Fig. 7 Topological analysis of MIL-143. Considering the SBBs as truncated tetrahedra constructed from 1,4-BDC and Fe trimers, crosslinked by BTB ligands, the topology is ttt. Considering the SBBs as distorted cuboctahedra constructed from BTB and Fe trimers, bridged by 1,4-BDC ligands, the topology is fcu. Both fcu and ttt are edge-transitive nets.

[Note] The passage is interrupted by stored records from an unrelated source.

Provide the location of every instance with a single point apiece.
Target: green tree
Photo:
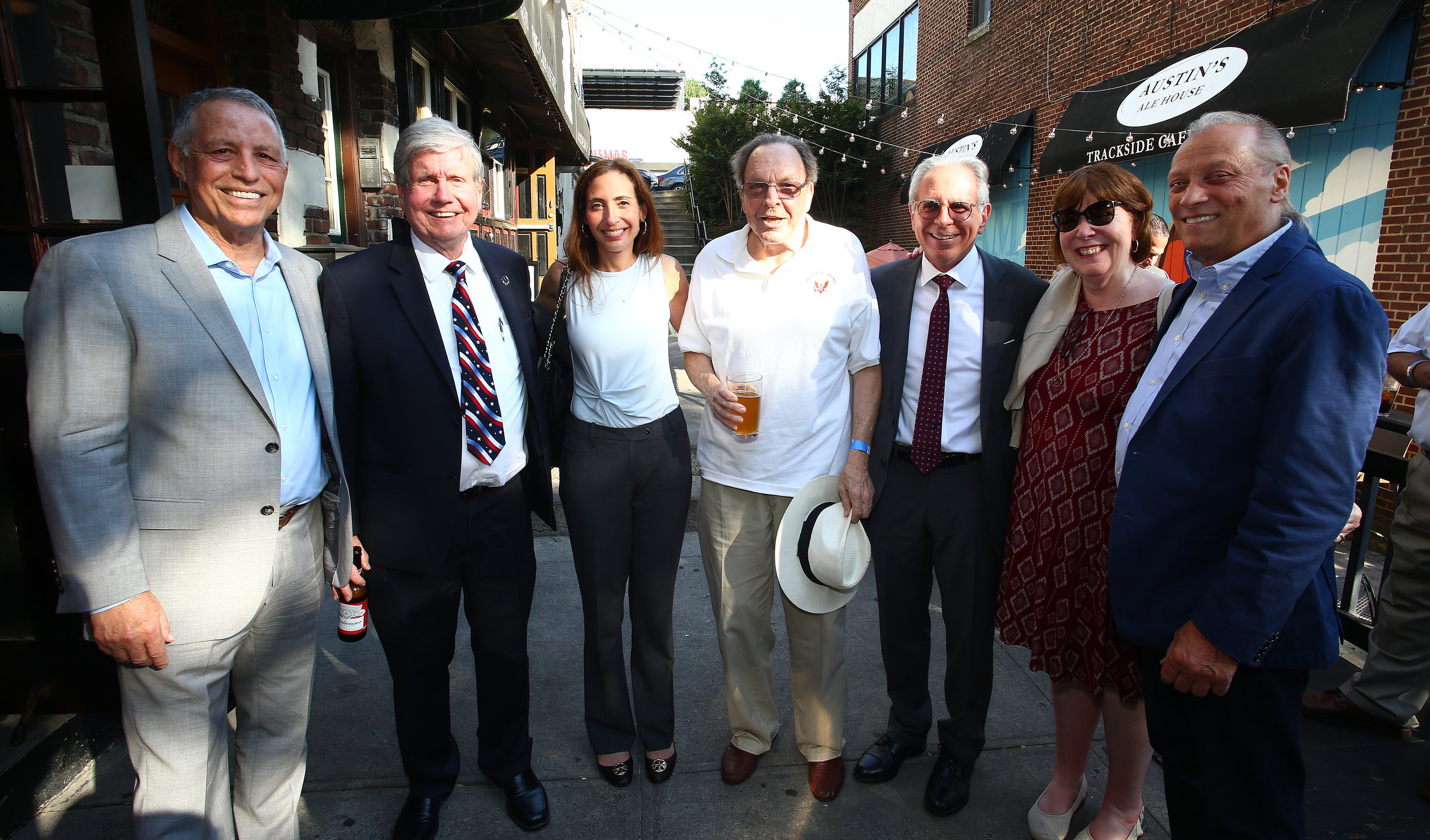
(827, 124)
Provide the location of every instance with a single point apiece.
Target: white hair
(432, 135)
(970, 162)
(1269, 145)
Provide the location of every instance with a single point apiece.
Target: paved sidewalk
(355, 783)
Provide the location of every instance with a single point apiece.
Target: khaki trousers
(1396, 680)
(737, 532)
(176, 720)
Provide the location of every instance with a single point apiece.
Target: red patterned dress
(1054, 599)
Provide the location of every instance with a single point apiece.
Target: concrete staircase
(681, 239)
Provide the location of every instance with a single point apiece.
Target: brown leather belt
(946, 459)
(288, 515)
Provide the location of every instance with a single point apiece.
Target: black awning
(1294, 70)
(991, 144)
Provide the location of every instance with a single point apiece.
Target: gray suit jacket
(150, 429)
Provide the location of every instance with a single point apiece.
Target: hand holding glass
(747, 388)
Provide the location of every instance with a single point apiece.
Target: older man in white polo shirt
(787, 297)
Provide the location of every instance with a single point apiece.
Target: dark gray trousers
(627, 493)
(925, 528)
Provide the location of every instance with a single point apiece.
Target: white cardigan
(1046, 328)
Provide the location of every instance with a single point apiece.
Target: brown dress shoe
(737, 765)
(825, 779)
(1336, 707)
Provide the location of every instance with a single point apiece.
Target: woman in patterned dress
(1082, 357)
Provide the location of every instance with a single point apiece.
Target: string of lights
(903, 109)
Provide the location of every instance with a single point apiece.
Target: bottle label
(352, 618)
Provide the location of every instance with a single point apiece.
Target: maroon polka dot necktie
(928, 422)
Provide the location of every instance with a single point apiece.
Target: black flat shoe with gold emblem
(618, 773)
(660, 770)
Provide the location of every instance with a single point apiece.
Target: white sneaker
(1133, 835)
(1053, 826)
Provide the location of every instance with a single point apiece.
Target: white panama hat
(820, 556)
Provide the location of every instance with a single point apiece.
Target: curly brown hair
(581, 246)
(1109, 184)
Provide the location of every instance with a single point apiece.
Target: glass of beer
(1388, 395)
(747, 388)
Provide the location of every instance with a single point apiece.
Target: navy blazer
(399, 420)
(1245, 469)
(1010, 296)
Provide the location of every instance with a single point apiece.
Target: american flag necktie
(481, 411)
(928, 420)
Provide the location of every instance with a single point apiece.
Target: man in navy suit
(439, 420)
(951, 323)
(1236, 463)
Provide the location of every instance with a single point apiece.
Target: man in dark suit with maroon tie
(950, 328)
(435, 379)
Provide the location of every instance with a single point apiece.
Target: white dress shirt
(963, 375)
(1413, 336)
(1214, 283)
(501, 348)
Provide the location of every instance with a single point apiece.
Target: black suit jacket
(1010, 294)
(399, 420)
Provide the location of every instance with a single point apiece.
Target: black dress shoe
(527, 801)
(947, 789)
(881, 761)
(618, 775)
(418, 819)
(660, 770)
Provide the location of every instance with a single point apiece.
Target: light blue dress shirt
(264, 312)
(1214, 283)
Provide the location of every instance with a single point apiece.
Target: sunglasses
(928, 209)
(1097, 214)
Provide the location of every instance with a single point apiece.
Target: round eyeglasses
(928, 209)
(1097, 214)
(761, 189)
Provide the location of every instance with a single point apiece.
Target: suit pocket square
(169, 515)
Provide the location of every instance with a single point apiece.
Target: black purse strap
(559, 316)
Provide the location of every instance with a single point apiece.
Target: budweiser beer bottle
(352, 614)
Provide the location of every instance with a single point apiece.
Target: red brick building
(983, 66)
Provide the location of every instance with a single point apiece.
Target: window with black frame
(979, 13)
(885, 70)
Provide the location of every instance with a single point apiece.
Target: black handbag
(558, 380)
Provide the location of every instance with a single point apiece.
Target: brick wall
(261, 52)
(1034, 55)
(1402, 263)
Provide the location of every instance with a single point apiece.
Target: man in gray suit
(182, 425)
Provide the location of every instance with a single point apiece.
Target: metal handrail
(1379, 466)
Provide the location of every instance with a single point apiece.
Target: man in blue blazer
(1237, 462)
(438, 412)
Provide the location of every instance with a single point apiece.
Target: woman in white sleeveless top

Thus, the use of tetrahedral SBBs can provide access to diamond topologies, diamond-related topologies, and the zeolitic mtn topology. In fact, Férey and coworkers have shown the potential to construct other MOFs related to additional zeolitic topologies through molecular modelling of hypo-MIL-1 and hypo-MIL-2.⁵⁰

2.2.2. Assembly of cubic SBBs. Metal–organic cubes (MOCs) are another category of MOPs that offer potential to serve as SBBs, as first reported by Eddaoudi et al. in 2004.²⁵ The architecture of this particular MOP consists of heterofunctional imidazoledicarboxylate ligands bridging eight single-metal ions, and, when considering the functionalized periphery, can be viewed as a double four-membered ring (d4R) composite building unit (as in conventional zeolites), i.e., a building unit consisting of eight tetrahedra in a cube-like arrangement where the ligands replace the edges of the cube and the vertices offer potential for cross-linking. The use of such MOPs as programmed building blocks with a hierarchy of appropriate information enables and promotes the synthesis of targeted structures, while simultaneously avoiding other easily attainable or default 4-connected nets, such as the aforementioned diamond net (dia).⁵¹
Vertex-linked MOCs. Eddaoudi et al. reported the utilization of these MOCs as SBBs, highlighting the ability to cross-link them into 3-periodic MOF structures with zeolite-like topologies, i.e., zeolite-like metal–organic-frameworks (ZMOFs). The ZMOFs could be constructed by linking these MOCs via linear links, thus giving rise to MOFs having lta²⁶ or aco⁵² (also known as pcb) topologies (Fig. 8). Alternatively, linking these MOCs through 4-c nodes should result in ZMOFs having ast (Fig. 8)²⁶ or asv topologies. The aforementioned zeolite nets (aco, ast, asv, and lta) are especially interesting to reticular chemistry as their nets correspond to the augmentation of the edge-transitive nets bcu, flu, scu, and reo, respectively, where the d4Rs serve as the cube-like vertex figures.⁵³ Specifically, bcu and reo are both semi-regular 8-c nets, and scu and flu are edge-transitive (4,8)-c nets.^26,52

Fig. 8 MOCs can be externally functionalized to serve as SBBs for the assembly of MOFs with zeolitic topologies.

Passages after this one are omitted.